Diante das portas fechadas nas grandes legendas, Catan monitora alternativas no cenário político. Confira:
Partido NOVO e a barreira Marcos Pollon
Para migrar para o Partido NOVO, Catan precisaria vencer a preferência interna da sigla, que hoje tem como nome prioritário o do deputado federal Marcos Pollon. O embate é complexo: Pollon detém um forte capital político na base bolsonarista e foi o parlamentar da bancada federal de Mato Grosso do Sul que menos utilizou recursos da cota parlamentar em 2025, conforme dados do Portal da Transparência.
O caminho pelo PRD
Caso opte pelo PRD, o deputado terá que se submeter à presidência e às diretrizes do ex-senador eleito pelo PT Delcídio do Amaral. A mudança exigiria um alinhamento total com uma liderança que possui métodos e ritmos próprios, o que poderia limitar a autonomia do parlamentar.
Falta de base e o risco do isolamento eleitoral
Analistas políticos apontam que o maior desafio de Catan não é apenas a sigla, mas a natureza de seu eleitorado.
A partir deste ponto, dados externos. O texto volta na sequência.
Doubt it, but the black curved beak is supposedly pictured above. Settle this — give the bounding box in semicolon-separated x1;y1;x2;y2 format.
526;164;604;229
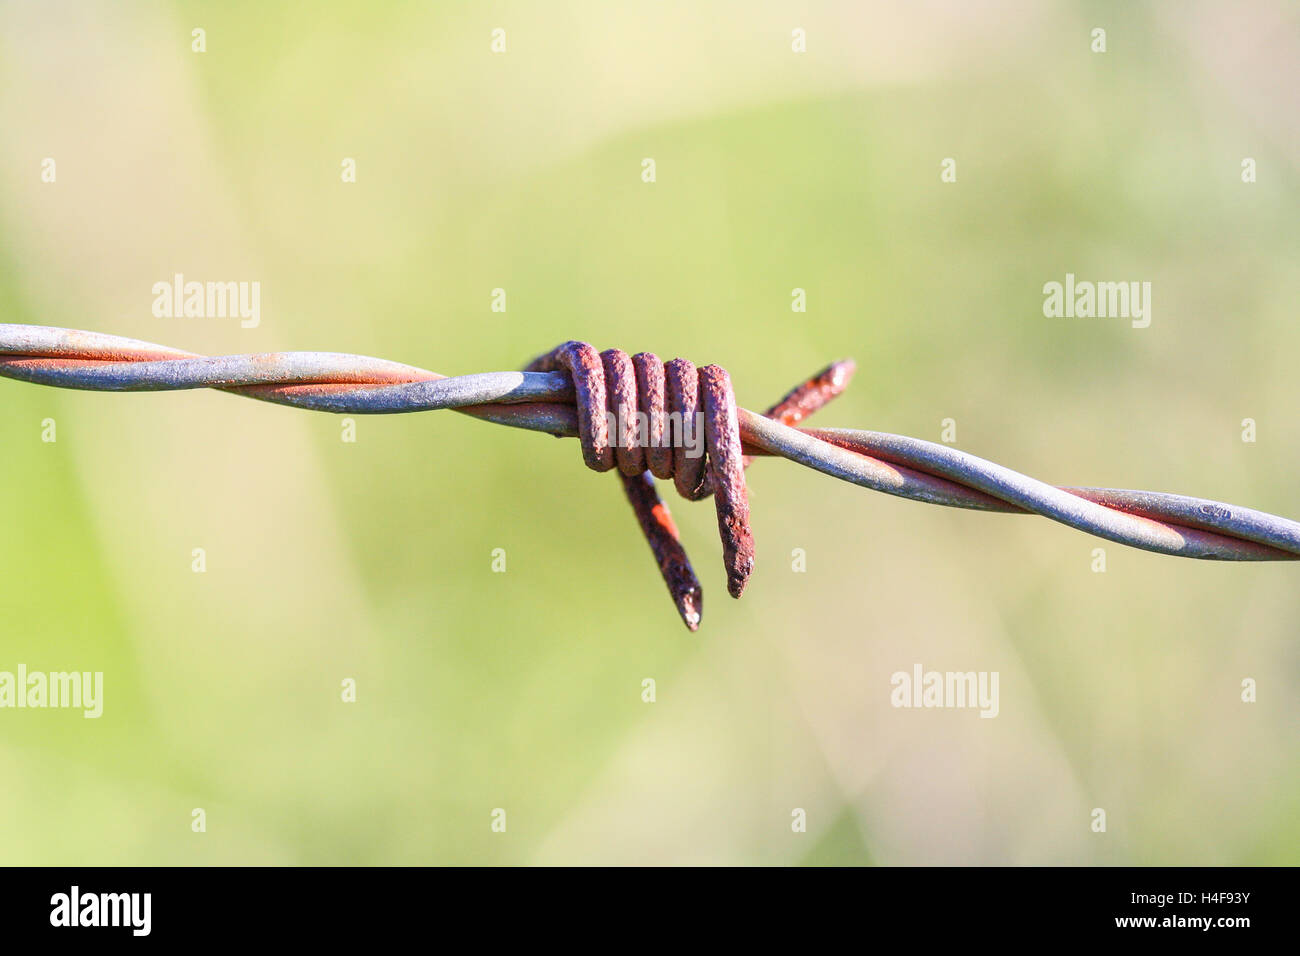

Com uma votação concentrada em “bolhas” digitais e sem uma base territorial ou social definida na Capital e no interior do estado, ele enfrentará candidatos consolidados e com grandes entregas administrativas.
Nesse cenário, a insistência na candidatura ao governo é vista nos bastidores como delírio psicótico, que pode levar à derrota nas urnas, deixando o parlamentar sem visibilidade, mandato e sem espaço até na gestão estadual a partir de 2027.
Castelo de areia?
Com tempo reduzido de rádio e TV, além de um fundo eleitoral pequeno em siglas menores, resta saber se Catan seguirá alimentando o que adversários chamam de “castelo de areia” ou se recuará durante a janela partidária. A classe política já observa a movimentação com ceticismo e já especula quem ocupará a cadeira de Catan na Assembleia pelo PL, caso ele decida trocar a reeleição pela ilusão de uma disputa que vai custar sua sobrevivência pública.